It's still surprising to me how shitty people are about this, and how people hold this attitude almost with a sort of pride. It's not a joke either, people actually give a shit about this. Incredible.


This article was quite eye-opening, I have to say. I will have to grill my iPhone-owning friends about this... I wonder if they've noticed, or if it's explicitly called out in the UI.


I wonder if this isn't so much for convincing people to switch to Apple so much as giving people a greater attachment to Apple. I use an Android phone, and I didn't even know that the iphone showed a difference between iMessage messages and SMS messages. So the color doesn't have an effect on me.

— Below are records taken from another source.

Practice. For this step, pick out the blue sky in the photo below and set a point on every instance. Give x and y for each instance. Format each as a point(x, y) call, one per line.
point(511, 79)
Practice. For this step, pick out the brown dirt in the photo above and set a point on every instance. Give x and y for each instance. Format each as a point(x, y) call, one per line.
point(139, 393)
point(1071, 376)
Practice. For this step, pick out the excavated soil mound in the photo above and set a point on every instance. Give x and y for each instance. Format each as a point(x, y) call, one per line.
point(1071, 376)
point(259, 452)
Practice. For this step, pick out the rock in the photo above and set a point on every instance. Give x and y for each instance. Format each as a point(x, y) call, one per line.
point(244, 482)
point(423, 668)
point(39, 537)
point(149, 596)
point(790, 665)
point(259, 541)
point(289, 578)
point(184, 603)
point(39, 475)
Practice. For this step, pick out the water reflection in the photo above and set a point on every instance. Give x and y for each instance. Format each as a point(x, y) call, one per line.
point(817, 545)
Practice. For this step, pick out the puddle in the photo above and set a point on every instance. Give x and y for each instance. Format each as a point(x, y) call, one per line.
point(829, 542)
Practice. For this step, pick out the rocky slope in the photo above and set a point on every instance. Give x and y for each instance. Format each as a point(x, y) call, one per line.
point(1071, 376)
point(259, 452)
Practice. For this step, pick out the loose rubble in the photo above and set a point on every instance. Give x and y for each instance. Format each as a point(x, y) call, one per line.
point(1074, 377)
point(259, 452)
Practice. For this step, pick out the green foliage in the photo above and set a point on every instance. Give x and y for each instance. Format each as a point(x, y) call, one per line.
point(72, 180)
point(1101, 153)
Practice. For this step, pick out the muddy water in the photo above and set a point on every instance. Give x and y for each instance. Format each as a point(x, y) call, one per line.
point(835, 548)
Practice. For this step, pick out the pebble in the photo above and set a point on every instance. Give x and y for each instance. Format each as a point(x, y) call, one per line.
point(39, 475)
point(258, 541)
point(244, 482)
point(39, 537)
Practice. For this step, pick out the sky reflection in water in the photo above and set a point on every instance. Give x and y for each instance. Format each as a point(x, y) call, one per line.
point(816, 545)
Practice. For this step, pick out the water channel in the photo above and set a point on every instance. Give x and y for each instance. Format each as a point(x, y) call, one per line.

However, if you have an iPhone and don't like the green bubbles, you become a sort of brand ambassador -- you'll both have a greater chance of staying on iPhone (because you associate the "green bubbles" of other phones with being inferior, you won't want to get an inferior phone), and you'll also try to convince your friends to get an iPhone.


iMessage is an out and out embrace, extend, extinguish play not at all unlike Microsoft of the 1990s. It exists alongside standardized text message formats, and subverts the user's expectations of them by behaving differently in some cases.

Two big items are that it's designed to add group texting features in a way that makes non-iMessage clients not respond correctly (reply instead of reply all, but only sometimes) making users of competing standards seem rude in social situations. On top of that, it will lose your data if you unsubscribe (http://www.cnet.com/news/apple-must-go-to-court-over-disappe...)


Does this actually exist outside of, well, the minds of children? I'm genuinely interested, I've never heard of this before.

The images in the article seem to all be from immature young adults. Children will find the most petty, ridiculous things to differentiate themselves with, it's what they do.

e.g. 'gay' as a playground insult.

Also, what happens if a message is sent while data is disabled from an iPhone? Does it go through as an SMS and appear in green to the iRecipient?


An excellent filter! Anyone who cares about something this trivial isn't worth my time.